Physicians currently rely on a variety of techniques to diagnose disease, from imaging to physical examinations to laboratory tests. Personalized medicine, which allows targeted therapies to be confidently prescribed, i.e. getting the right medication to the right patient at the right time, relies on a diagnosis that takes into account the molecular characteristics of the patient and the disease.
Many new capabilities have arisen in the past decade for increasing the precision of diagnosis, but none have greater potential than sequencing of a patient’s genome. Next-generation sequencing (NGS) has now made it possible to sequence a patient’s entire genome quickly and inexpensively. Such technologies are becoming widespread in biomedical research and the consensus in the community is that they will be more widely adopted in general medical care in the coming decade. However, there are significant challenges to this adoption, largely driven by the volume and complexity of the data, but also including regulatory, legal, and ethical considerations.
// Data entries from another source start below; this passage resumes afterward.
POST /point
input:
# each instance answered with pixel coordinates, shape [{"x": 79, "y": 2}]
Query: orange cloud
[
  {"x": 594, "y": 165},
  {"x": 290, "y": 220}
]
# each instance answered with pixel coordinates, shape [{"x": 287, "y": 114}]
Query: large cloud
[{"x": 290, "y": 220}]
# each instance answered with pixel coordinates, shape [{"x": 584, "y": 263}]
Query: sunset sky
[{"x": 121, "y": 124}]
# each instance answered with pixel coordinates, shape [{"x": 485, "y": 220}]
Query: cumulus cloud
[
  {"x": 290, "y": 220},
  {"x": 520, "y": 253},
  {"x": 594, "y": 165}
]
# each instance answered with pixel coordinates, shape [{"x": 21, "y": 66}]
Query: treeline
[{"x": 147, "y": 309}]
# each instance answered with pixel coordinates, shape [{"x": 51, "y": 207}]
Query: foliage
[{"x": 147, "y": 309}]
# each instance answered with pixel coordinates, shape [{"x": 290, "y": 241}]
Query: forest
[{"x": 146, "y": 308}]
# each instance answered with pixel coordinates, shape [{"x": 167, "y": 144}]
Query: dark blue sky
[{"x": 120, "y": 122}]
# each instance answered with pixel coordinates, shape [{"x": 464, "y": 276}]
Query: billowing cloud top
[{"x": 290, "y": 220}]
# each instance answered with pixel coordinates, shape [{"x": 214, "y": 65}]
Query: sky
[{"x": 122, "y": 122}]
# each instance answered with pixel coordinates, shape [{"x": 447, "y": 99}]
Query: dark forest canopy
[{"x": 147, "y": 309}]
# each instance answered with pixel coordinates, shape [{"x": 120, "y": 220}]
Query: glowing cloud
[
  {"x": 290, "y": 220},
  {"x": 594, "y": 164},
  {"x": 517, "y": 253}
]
Applications, Challenges & Opportunities
This whitepaper examines applications, challenges, and opportunities arising from NGS technologies in the field of Molecular Diagnostics (MDx). It focuses in particular on its utility in companion diagnostics, whereby molecular assays that measure levels of gene expression or specific mutations are used to provide a specific therapy for an individual’s condition by stratifying disease status, selecting the proper medication, and tailoring dosages to that patient’s specific needs. Topics in this paper include
- How NGS can Advance Personalized Medicine
- Companion Diagnostics
- A Brief Description of Clinical Genomic Analysis Pipeline
- Challenges to NGS in the Clinic
- Regulatory Approval Pathways For Molecular Diagnostic Technology
There is a growing body of knowledge that links genomic variation to an individual’s disease risk and drug response—both key insights required by personalized medicine. This progress has fostered a growing industry that targets the use of medical genomics to improve patient outcomes. Genes, or variations in the DNA of genes, are used as biomarkers of disease. They are all working to translate knowledge of medical genomics into clinical practice: developing better drugs, using existing drugs for new indications, predict adverse drug reactions, and identifying diseases before symptoms arise.